In an interview with Pierre LeBrun of The Athletic, Crosby called the prospect of missing the Olympics “disappointing,” which is practically a Richard Ford novel for a player who has fewer interesting on-the-record quotes in his career than Olympic gold medals. Said Crosby: “I know from experience how special and unique the Olympics are. And not only thinking about my experience, but thinking of the guys that haven’t had the opportunity to be part of it.”

Consider Tampa Bay Lighting captain Steven Stamkos, who was on his way to a 51-goal season in 2009-10 but didn’t make the cut for the Canadian roster going to Vancouver. Not to worry, the 19-year-old Stamkos must’ve thought at the time, surely he’d have other chances at an Olympic medal.

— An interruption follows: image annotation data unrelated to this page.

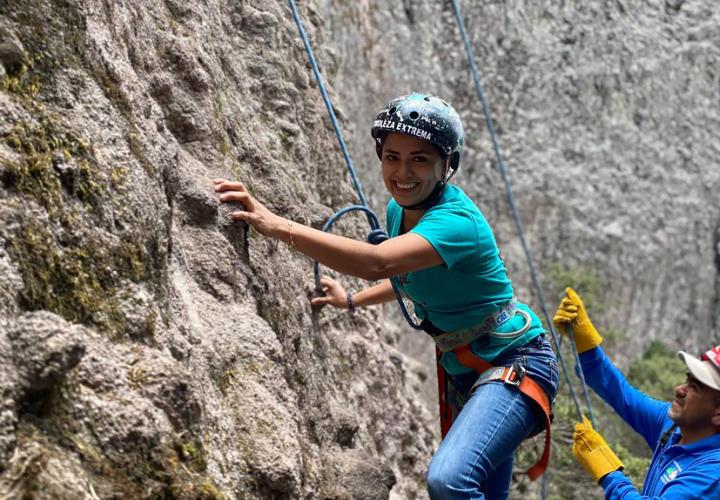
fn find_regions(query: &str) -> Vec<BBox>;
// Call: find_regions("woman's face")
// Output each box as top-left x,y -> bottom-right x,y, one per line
382,132 -> 445,205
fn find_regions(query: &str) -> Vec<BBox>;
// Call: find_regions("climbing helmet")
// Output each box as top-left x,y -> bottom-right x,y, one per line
371,92 -> 465,170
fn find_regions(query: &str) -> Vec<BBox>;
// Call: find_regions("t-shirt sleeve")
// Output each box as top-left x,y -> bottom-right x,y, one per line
410,208 -> 480,268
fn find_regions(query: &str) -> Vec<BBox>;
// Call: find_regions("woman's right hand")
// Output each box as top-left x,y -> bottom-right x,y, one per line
310,276 -> 348,309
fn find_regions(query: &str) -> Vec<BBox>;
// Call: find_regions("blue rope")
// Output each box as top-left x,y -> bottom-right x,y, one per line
450,0 -> 590,436
567,325 -> 595,427
288,0 -> 396,295
288,0 -> 380,219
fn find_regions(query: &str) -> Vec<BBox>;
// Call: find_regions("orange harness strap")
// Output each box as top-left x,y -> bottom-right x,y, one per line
456,345 -> 551,481
435,348 -> 453,439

But a broken leg kept Stamkos from making the trip to Sochi, and he’ll turn 36 on the second day of the 2026 Olympics. Stamkos is all too aware that his Olympic dream is basically over. “You grow up dreaming of winning a Stanley Cup, and I’ve been able to accomplish that,” he said Tuesday. “You grow up wanting to represent your country and win a gold medal. That’s something I probably won’t have a chance to do now.”

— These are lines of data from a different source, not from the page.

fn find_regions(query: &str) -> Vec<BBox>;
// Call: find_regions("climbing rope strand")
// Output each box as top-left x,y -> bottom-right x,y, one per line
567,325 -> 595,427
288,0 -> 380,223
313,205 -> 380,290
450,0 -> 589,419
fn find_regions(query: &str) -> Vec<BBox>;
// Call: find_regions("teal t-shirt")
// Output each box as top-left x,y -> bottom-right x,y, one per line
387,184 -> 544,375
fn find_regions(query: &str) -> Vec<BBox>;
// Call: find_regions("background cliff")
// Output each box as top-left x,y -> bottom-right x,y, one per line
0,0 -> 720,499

Stamkos did make it to the World Cup in 2016, as did his highly decorated European teammates Victor Hedman, Nikita Kucherov, and Andrei Vasilevskiy (though Vasilevskiy didn’t get off the Team Russia bench at that tournament). But it’s not the Olympics. Together, those four—along with 25-year-old Team Canada hopeful Brayden Point—make up the core of the Lightning teams that have come to define this era of NHL history. But none of them have ever made an Olympic team.

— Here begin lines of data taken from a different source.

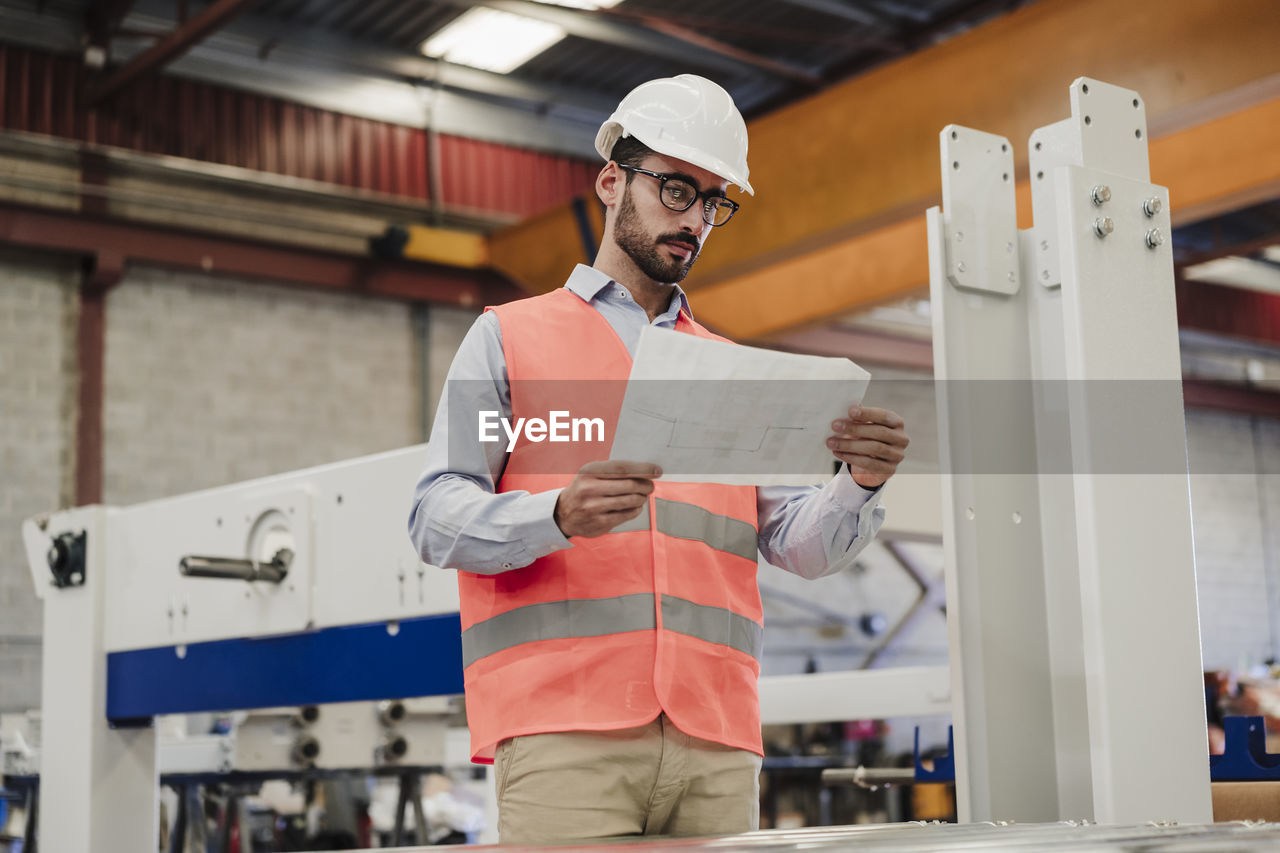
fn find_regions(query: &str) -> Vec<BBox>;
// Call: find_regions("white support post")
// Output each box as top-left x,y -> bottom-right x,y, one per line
928,126 -> 1056,821
27,506 -> 159,853
929,78 -> 1212,822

The 2016 World Cup, in addition to being slightly unsatisfying for lack of Olympic imprimatur, also featured two composite teams—Team Europe and the North American 23-and-under team—that prevented some of this generation’s defining stars from playing for their country.

Among those were Hellebuyck, who was Team North America’s third goalie and didn’t play, and the core of the roster that took home world junior gold for the U.S. in 2013: John Gibson, Johnny Gaudreau, Seth Jones, and J.T. Miller, among others. None of them has had the chance to play for his country at a meaningful senior tournament.

Neither, somewhat astoundingly, have fellow TNA alums McDavid, Nathan MacKinnon, Jack Eichel, and Auston Matthews, or former MVP and scoring champion Leon Draisaitl, who played for Team Europe.

These Olympics were supposed to be the major international debut for a generation of young up-and-coming NHL talents, a 23-and-under crew that includes Switzerland’s Nico Hischier, Russia’s Andrei Svechnikov, and Team USA’s Adam Fox. But McDavid, Matthews, and Draisaitl aren’t the stars of tomorrow—they’re the league’s tentpole attractions, generation-defining players on par with Crosby and Alex Ovechkin. And even if the NHL releases them for the 2026 Olympics, they’re going to be pushing 30 by the time those Games roll around.

Not every NHL legend gets a chance at the kind of Olympic glory that helped define Crosby’s career, or Dominik Hasek’s, or Peter Forsberg’s. Wayne Gretzky’s sole appearance came at age 37, and ended with him staring off into space on the Canada bench after one of the most disappointing losses in modern Olympic history.

Gretzky, however, also played in four Canada Cups and a World Cup. That’s more than can be said for this generation of stars. Imagine the McDavid-Matthews rivalry with national pride on the line, or Hedman’s Sweden against Kucherov’s Russia. Indeed, we have to imagine, because we’ve never seen the real thing—and won’t for at least a few more years.

There’s no one to blame, really, for this Olympics going by without McDavid, Matthews, and the rest. And until and unless the pandemic is well and truly behind us, these cruel twists of fate will keep on coming. But this cohort of elite men’s hockey players is losing its chance for serious international competition, and that absence becomes more sorely felt with each passing year.